L’insécurité : le nouveau paradigme de l’austérité
Rien ne va plus. Mais « on » veut faire croire le contraire, de ce que voient les yeux et ressentent les esprits, à l’aide de chiffres et de sondages tirés d’on ne sait de quelles enquêtes. « On » se moque de la « France d’en Bas », de celle des « ventres creux ».
En matière de sécurité publique, M. Emmanuel Valls et Mme Christiane Taubira organisent un déni de réalité. Leur posture offre un avantage tactique au mouvement bleu marine. Au reste, à chaque fois qu’un républicain s’obstine à refuser le réel, il affaiblit et la France et la République.
Partout, la « raison naturelle », c’est-à-dire le « bon sens », juge une politique publique à ses résultats et non pas à ses intentions, fussent-elles les plus belles. La sécurité publique s’est cristallisée en vœu pieux, quand on se souvient du discours du Bourget le 22 janvier 2012, dont la promesse était pourtant claire et même claironnante :
L’égalité, affirmait alors François Hollande, c’est aussi la sécurité pour tous. Vivre dans la peur est insupportable ! L’insécurité est une injustice sociale intolérable. Elle touche les plus modestes, les plus âgés, les plus jeunes, les plus fragiles. La sécurité est un droit et je le ferai respecter en créant des zones de sécurité prioritaires là où il y a les taux de délinquance les plus élevés, en mettant des postes supplémentaires, 1000 chaque année, dans la Justice, dans la Police, dans la Gendarmerie, en rapprochant les forces de l’ordre des citoyens. Et je lutterai contre tous les trafics, toutes les mafias. Pas plus que je n’accepte la délinquance financière, la fraude fiscale, pas plus je ne tolère qu’un petit caïd avec sa bande mette une cité en coupe réglée et fasse vivre à ses habitants un enfer. Tous ceux-là, les délinquants financiers, les fraudeurs, les petits caïds, je les avertis : ceux qui ont pu croire que la loi ne les concernait pas, le prochain président les prévient, la République, oui, la République vous rattrapera !
Depuis, formidable ironie de l’histoire, c’est Médiapart qui a « rattrapé » le fraudeur fiscal en chef, Jérôme Cahuzac, alors que la République a semblé, un moment, le protéger en feignant de croire en ses « vrais » mensonges et ses hautes balivernes. Mais, plus inquiétant, depuis le beau et pieux discours, l’insécurité et la délinquance ont progressé. On tue à Marseille, aujourd’hui bien plus qu’hier. Jeunes contre jeunes, les assassinats y sont de plus en plus scabreux et atroces. Les quartiers nord sont livrés à eux-mêmes. Plus bas, l’Île de beauté n’est pas en reste. On y règle « les comptes », en plein jour. Facture à l’arme de guerre. Paris n’est nullement épargné. Et ses banlieues sont abandonnées. En prison, les détenus ont désormais un héros : Redouane Faïd.

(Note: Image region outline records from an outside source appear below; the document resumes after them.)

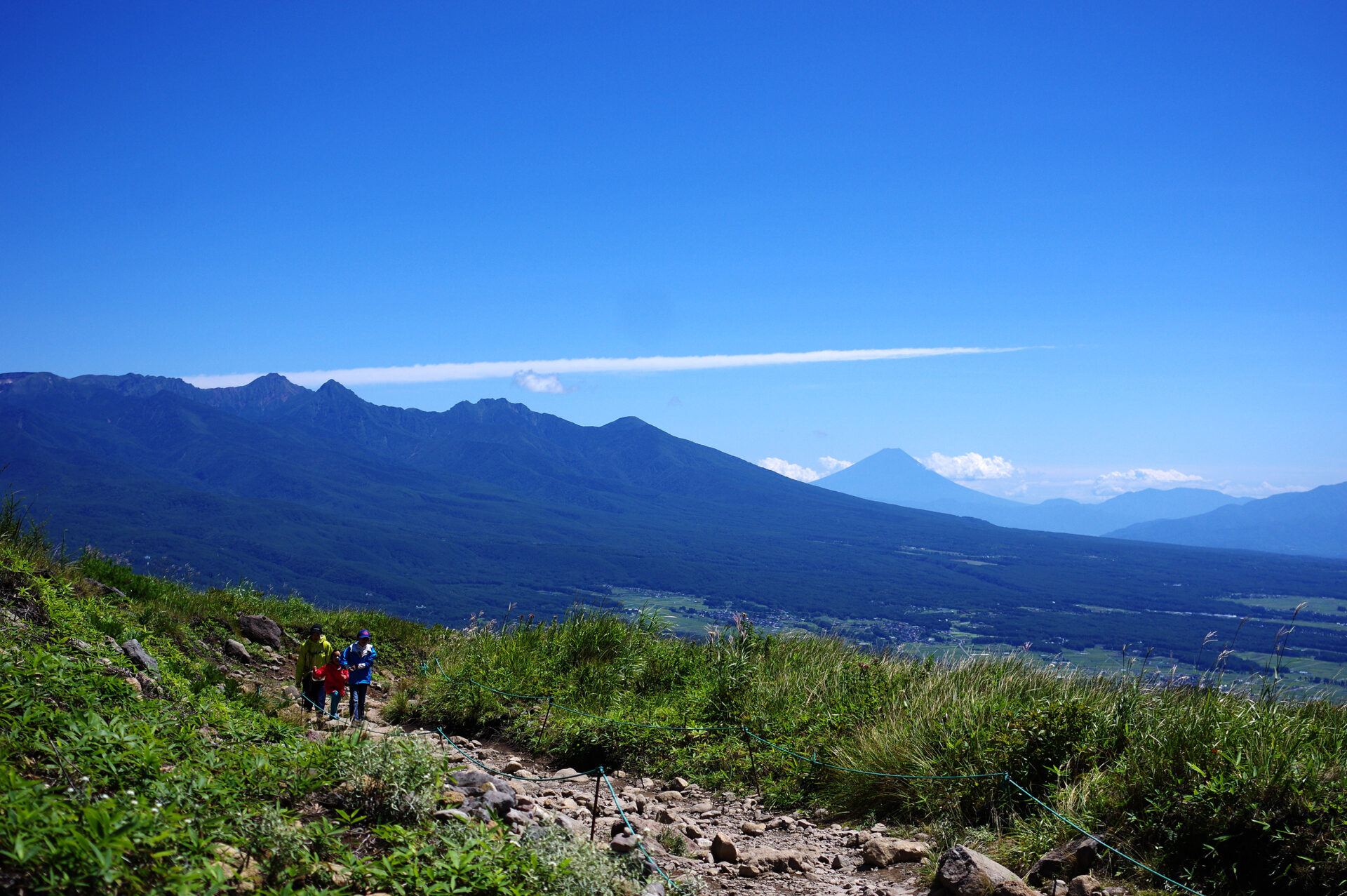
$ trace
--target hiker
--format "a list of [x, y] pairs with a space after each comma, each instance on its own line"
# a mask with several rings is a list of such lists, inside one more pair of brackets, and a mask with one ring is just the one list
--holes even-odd
[[331, 703], [327, 707], [327, 714], [333, 718], [341, 718], [341, 698], [346, 694], [349, 678], [350, 672], [346, 671], [346, 660], [341, 658], [341, 651], [333, 651], [327, 666], [323, 666], [323, 687], [327, 690], [327, 701]]
[[299, 656], [295, 658], [295, 687], [304, 694], [300, 707], [306, 713], [314, 710], [315, 719], [321, 719], [323, 714], [322, 667], [327, 664], [333, 649], [331, 643], [323, 637], [323, 627], [314, 624], [308, 629], [308, 640], [299, 645]]
[[369, 643], [369, 637], [368, 628], [360, 629], [360, 633], [356, 635], [356, 643], [342, 653], [346, 668], [350, 670], [350, 721], [353, 722], [365, 721], [365, 693], [374, 675], [374, 658], [379, 656], [374, 645]]

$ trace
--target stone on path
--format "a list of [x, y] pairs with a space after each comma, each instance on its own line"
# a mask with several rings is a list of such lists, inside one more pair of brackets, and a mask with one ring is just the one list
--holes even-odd
[[641, 838], [636, 834], [618, 834], [607, 845], [614, 853], [629, 853], [636, 849], [636, 845], [641, 842]]
[[967, 846], [940, 856], [928, 896], [1039, 896], [1014, 872]]
[[248, 652], [248, 648], [232, 637], [225, 641], [225, 656], [233, 656], [240, 663], [252, 663], [252, 653]]
[[147, 672], [158, 672], [159, 663], [154, 656], [145, 653], [145, 648], [140, 647], [140, 641], [131, 639], [129, 641], [121, 643], [121, 652], [127, 655], [132, 663], [139, 666]]
[[1103, 852], [1103, 847], [1094, 837], [1078, 837], [1070, 843], [1063, 843], [1044, 853], [1029, 868], [1029, 873], [1024, 878], [1037, 885], [1041, 881], [1056, 877], [1071, 880], [1080, 874], [1088, 874], [1100, 852]]
[[861, 850], [861, 857], [866, 865], [888, 868], [898, 862], [920, 862], [931, 853], [931, 849], [915, 839], [897, 839], [893, 837], [876, 837]]
[[[753, 869], [752, 873], [744, 873], [745, 868]], [[796, 849], [772, 849], [765, 846], [762, 849], [746, 849], [740, 853], [740, 876], [741, 877], [757, 877], [762, 872], [803, 872], [804, 870], [804, 857]]]
[[718, 862], [737, 862], [740, 860], [740, 850], [731, 838], [725, 834], [717, 834], [711, 838], [711, 858]]
[[251, 641], [265, 644], [277, 651], [284, 647], [284, 643], [280, 640], [280, 625], [265, 616], [240, 614], [238, 631]]
[[1067, 884], [1067, 896], [1094, 896], [1103, 889], [1103, 884], [1090, 874], [1078, 874]]

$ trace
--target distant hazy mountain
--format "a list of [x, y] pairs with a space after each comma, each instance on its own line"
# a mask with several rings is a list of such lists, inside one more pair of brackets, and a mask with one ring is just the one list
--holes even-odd
[[975, 516], [997, 525], [1075, 535], [1103, 535], [1133, 523], [1193, 516], [1249, 500], [1212, 489], [1177, 488], [1127, 492], [1099, 504], [1071, 499], [1024, 504], [959, 485], [898, 449], [877, 451], [815, 485], [898, 507]]
[[1273, 494], [1180, 520], [1137, 523], [1110, 535], [1171, 544], [1347, 556], [1347, 482]]

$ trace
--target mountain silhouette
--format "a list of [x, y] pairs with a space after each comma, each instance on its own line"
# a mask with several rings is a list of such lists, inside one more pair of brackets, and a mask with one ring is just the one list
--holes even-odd
[[808, 618], [943, 627], [955, 608], [1009, 643], [1098, 628], [1181, 651], [1207, 621], [1134, 612], [1347, 593], [1336, 562], [998, 528], [796, 482], [636, 418], [578, 426], [504, 399], [427, 412], [276, 375], [229, 389], [0, 375], [0, 458], [70, 546], [431, 620], [625, 586]]
[[1273, 494], [1187, 519], [1137, 523], [1111, 535], [1172, 544], [1347, 558], [1347, 482]]

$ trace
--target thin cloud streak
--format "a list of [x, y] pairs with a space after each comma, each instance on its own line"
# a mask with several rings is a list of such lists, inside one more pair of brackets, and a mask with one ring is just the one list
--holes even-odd
[[[1025, 346], [1006, 349], [936, 348], [936, 349], [847, 349], [823, 352], [772, 352], [769, 354], [688, 354], [682, 357], [643, 358], [558, 358], [555, 361], [474, 361], [469, 364], [414, 364], [411, 366], [360, 366], [348, 371], [302, 371], [282, 373], [298, 385], [317, 387], [327, 380], [343, 385], [392, 383], [443, 383], [447, 380], [489, 380], [513, 377], [520, 372], [541, 376], [556, 373], [663, 373], [671, 371], [711, 371], [731, 366], [768, 366], [776, 364], [819, 364], [824, 361], [885, 361], [924, 358], [939, 354], [994, 354], [1021, 352]], [[183, 377], [203, 389], [247, 385], [261, 373], [226, 373]]]

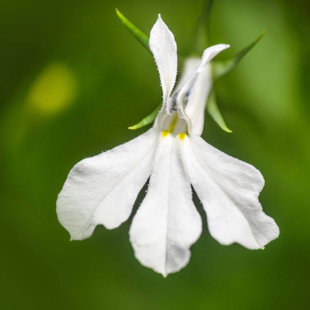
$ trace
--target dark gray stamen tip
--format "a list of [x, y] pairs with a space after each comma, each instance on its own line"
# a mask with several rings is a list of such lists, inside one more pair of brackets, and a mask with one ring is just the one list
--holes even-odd
[[[174, 111], [176, 111], [178, 110], [178, 108], [176, 104], [176, 100], [178, 99], [178, 95], [179, 93], [180, 92], [180, 90], [179, 90], [174, 95], [173, 97], [171, 98], [171, 109]], [[189, 95], [189, 91], [186, 94], [186, 95], [184, 98], [184, 108], [186, 106], [187, 103], [188, 101], [188, 95]]]

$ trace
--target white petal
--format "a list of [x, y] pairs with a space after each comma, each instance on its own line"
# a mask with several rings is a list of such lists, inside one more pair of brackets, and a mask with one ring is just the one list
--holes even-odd
[[202, 222], [182, 159], [183, 141], [170, 135], [162, 139], [147, 193], [129, 232], [137, 259], [166, 277], [188, 263]]
[[188, 122], [188, 132], [190, 134], [194, 133], [192, 132], [190, 120], [186, 115], [184, 110], [184, 103], [186, 94], [189, 89], [194, 85], [199, 74], [207, 64], [219, 53], [228, 48], [229, 46], [229, 45], [226, 44], [218, 44], [210, 46], [205, 50], [202, 54], [202, 57], [199, 65], [180, 90], [177, 100], [178, 111], [180, 117], [184, 118]]
[[222, 244], [236, 242], [251, 249], [263, 248], [277, 238], [279, 228], [258, 200], [264, 184], [259, 171], [198, 136], [184, 143], [190, 179], [206, 213], [212, 236]]
[[[201, 59], [198, 57], [191, 57], [187, 60], [178, 85], [180, 85], [180, 87], [181, 85], [184, 84], [195, 72], [199, 65], [200, 60]], [[202, 133], [206, 105], [212, 86], [212, 77], [211, 66], [208, 64], [202, 69], [197, 80], [187, 94], [187, 104], [185, 108], [185, 113], [192, 123], [192, 134], [200, 135]], [[178, 85], [176, 87], [177, 89], [179, 89]], [[179, 120], [175, 124], [175, 132], [186, 132], [187, 124], [184, 120]]]
[[150, 174], [159, 135], [153, 128], [119, 146], [77, 164], [58, 195], [57, 211], [71, 240], [90, 237], [128, 218]]
[[163, 109], [169, 111], [167, 101], [176, 78], [177, 57], [176, 43], [173, 34], [158, 15], [150, 34], [150, 48], [159, 72], [162, 88]]

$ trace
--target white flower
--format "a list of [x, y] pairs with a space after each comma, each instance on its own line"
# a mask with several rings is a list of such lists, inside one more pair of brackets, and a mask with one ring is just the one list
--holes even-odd
[[262, 176], [253, 166], [219, 151], [200, 136], [211, 85], [208, 64], [229, 46], [211, 46], [198, 62], [188, 60], [180, 87], [171, 96], [177, 75], [176, 44], [160, 15], [151, 31], [149, 45], [163, 93], [162, 107], [153, 128], [74, 166], [58, 196], [60, 222], [72, 240], [89, 237], [100, 224], [109, 229], [118, 227], [128, 219], [150, 176], [129, 231], [135, 255], [143, 265], [165, 277], [187, 264], [190, 247], [202, 229], [191, 184], [215, 239], [223, 245], [236, 242], [248, 249], [263, 248], [279, 231], [258, 200]]

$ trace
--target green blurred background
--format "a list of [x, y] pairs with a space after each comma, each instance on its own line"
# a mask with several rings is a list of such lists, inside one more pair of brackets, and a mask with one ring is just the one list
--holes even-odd
[[202, 136], [262, 172], [260, 199], [280, 228], [278, 239], [264, 251], [223, 246], [204, 217], [188, 265], [164, 279], [135, 259], [131, 217], [114, 230], [98, 227], [82, 241], [69, 241], [57, 221], [57, 195], [72, 167], [146, 130], [127, 128], [162, 95], [153, 60], [115, 8], [148, 34], [160, 13], [181, 68], [203, 3], [2, 0], [1, 309], [308, 306], [308, 1], [216, 0], [211, 20], [211, 43], [231, 46], [223, 59], [267, 30], [216, 83], [233, 133], [207, 116]]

Mis à part Mme Christiane Taubira, qui veut le nier ? C’est que, audacieuse, chiffres à l’appui, elle vient de créer un paradigme sociologique : « plus une crise sociale et économique est forte, moins il y a de délinquance ». Donc, plus d’austérité produira moins de délinquance.

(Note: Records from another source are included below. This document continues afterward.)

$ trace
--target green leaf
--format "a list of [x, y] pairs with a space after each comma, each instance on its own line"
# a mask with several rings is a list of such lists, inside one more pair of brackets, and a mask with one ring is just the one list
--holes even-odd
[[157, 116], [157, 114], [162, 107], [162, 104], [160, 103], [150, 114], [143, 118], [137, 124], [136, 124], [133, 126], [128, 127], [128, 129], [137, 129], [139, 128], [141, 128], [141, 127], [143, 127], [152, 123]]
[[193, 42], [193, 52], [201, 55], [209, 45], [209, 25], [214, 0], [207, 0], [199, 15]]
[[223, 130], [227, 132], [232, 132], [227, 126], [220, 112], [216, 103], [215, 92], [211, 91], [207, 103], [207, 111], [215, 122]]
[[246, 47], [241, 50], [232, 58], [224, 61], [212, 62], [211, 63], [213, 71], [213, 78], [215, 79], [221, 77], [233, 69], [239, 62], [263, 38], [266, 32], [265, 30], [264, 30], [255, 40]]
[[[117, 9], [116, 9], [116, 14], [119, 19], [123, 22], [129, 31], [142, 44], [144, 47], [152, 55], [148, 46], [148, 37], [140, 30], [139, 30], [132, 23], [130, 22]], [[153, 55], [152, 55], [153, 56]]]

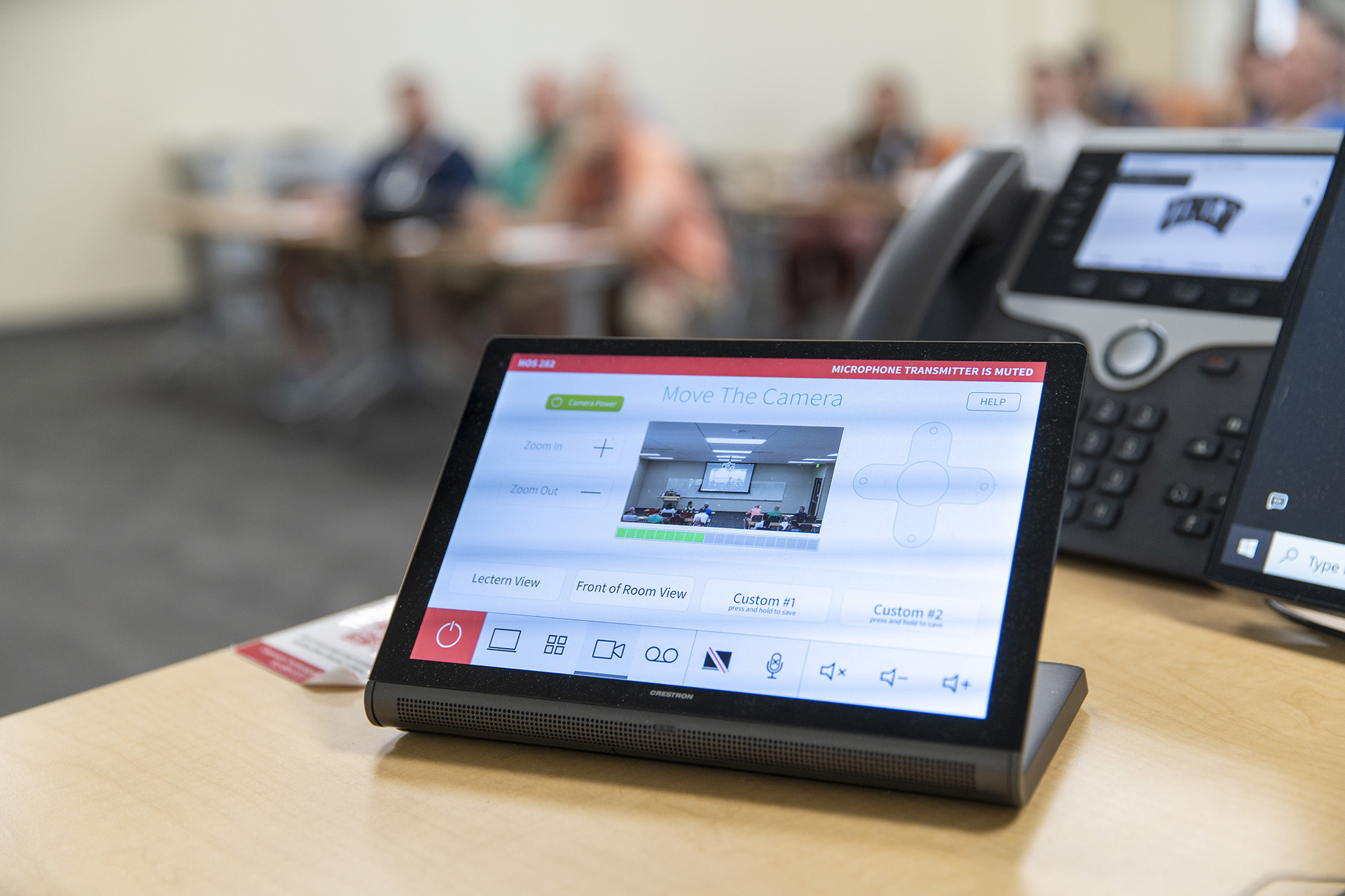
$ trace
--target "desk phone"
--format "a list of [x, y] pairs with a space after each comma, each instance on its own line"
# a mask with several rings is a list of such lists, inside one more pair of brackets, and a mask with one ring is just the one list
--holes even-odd
[[948, 163], [846, 322], [854, 339], [1089, 351], [1060, 546], [1204, 577], [1336, 130], [1103, 130], [1061, 190], [1014, 151]]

Emmanuel Valls, lui, est bien plus modeste. Totalement impuissant, il s’est convaincu qu’à imiter la démarche de Mac Garrett, héros d’Hawaï Five-0, Police d’État, mais aussi à emprunter les sourcils froncés de Charles Pasqua et à parler avec résolution comme Nicolas Sarkozy suffiraient à effrayer les caïds et à enrayer la délinquance. Il n’a pas de résultats. S’il n’a pas réussi, dans sa ville, comment le pouvait-il au niveau national ? Or, il serait même pressenti comme Premier ministre. Ce qui revient à formuler le deuxième paradigme gouvernemental : plus on échoue, plus on gagne en responsabilité.

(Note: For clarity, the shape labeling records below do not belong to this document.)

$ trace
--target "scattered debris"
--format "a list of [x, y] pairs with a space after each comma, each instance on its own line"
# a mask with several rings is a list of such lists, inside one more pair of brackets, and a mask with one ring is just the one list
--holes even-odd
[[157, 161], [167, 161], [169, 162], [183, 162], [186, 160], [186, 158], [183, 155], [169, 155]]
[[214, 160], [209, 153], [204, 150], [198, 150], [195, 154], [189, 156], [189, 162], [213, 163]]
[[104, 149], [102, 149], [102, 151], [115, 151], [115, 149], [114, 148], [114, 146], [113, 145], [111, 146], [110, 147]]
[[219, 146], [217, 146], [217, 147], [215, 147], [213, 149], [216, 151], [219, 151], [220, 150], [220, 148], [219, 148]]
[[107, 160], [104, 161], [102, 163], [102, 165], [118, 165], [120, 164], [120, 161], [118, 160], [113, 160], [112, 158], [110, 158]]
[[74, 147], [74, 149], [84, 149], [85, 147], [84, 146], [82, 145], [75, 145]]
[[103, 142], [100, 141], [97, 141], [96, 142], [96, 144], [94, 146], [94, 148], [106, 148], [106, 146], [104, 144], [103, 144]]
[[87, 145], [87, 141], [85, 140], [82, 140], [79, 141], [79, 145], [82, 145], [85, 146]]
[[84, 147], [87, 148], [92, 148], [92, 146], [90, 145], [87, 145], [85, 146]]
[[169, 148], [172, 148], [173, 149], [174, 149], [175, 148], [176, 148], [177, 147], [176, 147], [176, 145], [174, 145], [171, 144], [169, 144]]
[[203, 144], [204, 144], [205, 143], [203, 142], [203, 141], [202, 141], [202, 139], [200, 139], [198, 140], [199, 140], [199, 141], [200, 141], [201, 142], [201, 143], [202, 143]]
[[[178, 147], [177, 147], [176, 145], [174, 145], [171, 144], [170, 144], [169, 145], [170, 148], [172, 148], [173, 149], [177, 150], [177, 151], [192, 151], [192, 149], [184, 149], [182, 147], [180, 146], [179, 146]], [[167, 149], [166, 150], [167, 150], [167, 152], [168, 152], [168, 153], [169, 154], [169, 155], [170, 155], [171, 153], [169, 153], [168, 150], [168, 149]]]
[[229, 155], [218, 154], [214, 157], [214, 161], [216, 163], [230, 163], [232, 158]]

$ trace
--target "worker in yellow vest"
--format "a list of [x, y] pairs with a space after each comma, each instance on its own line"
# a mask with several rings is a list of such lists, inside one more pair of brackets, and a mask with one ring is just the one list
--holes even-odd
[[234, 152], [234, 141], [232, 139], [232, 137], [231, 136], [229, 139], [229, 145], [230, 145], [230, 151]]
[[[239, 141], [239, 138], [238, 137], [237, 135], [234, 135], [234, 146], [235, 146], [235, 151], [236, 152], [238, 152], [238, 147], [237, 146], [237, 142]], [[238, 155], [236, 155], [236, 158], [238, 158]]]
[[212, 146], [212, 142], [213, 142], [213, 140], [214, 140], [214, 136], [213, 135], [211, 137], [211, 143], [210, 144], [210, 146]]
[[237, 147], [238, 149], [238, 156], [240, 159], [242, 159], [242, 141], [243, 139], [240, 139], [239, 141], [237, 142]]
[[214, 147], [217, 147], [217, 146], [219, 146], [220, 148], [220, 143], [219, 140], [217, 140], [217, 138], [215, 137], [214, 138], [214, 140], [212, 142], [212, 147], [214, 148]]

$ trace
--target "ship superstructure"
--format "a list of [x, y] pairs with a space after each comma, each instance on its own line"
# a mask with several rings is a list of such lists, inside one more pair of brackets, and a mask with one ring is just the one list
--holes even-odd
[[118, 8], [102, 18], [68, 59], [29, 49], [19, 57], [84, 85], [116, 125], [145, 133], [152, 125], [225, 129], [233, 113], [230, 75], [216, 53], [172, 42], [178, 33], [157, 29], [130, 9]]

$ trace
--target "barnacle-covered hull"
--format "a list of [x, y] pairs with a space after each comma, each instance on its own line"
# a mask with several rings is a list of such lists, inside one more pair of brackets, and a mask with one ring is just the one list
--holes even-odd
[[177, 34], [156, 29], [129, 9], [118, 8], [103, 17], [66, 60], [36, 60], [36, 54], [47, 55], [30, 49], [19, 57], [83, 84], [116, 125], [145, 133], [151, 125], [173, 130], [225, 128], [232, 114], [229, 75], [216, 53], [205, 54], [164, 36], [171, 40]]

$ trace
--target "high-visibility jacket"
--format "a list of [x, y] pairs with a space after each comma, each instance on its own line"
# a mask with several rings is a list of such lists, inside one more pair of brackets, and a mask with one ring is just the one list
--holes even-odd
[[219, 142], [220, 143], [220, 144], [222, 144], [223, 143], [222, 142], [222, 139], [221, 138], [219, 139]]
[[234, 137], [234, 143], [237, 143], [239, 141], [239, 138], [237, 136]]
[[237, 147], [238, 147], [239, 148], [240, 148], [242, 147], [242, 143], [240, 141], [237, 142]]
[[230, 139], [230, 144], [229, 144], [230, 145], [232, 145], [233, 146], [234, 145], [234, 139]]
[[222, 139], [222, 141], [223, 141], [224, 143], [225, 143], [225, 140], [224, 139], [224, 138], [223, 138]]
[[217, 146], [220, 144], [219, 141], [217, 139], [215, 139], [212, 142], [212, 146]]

Même à petits pas, la droitisation constante du gouvernement est une impasse. C’est l’idée de droitisation qui est mauvaise. En effet, si elle a avait été bonne et adéquate, Nicolas Sarkozy et François Fillon n’auraient pas échoué.
C’est que les socio-démocrates du Parti socialiste ont toujours la faiblesse de croire qu’ils sauraient mieux appliquer que la droite une politique libérale. Ils avancent avec courage vers une impasse qui, à bien des égards, rappelle celle d’avril 2001.
Le gouvernement et le Parti socialiste traversent une double crise. Tout d’abord, une crise de la connaissance. Ils ne savent pas ce qu’est l’insécurité. Ensuite, une crise de la volonté. La mollesse publique, si bien décrite par Bossuet, est la conséquence de cette double crise, et non sa cause comme le croient maints journalistes et sociologues.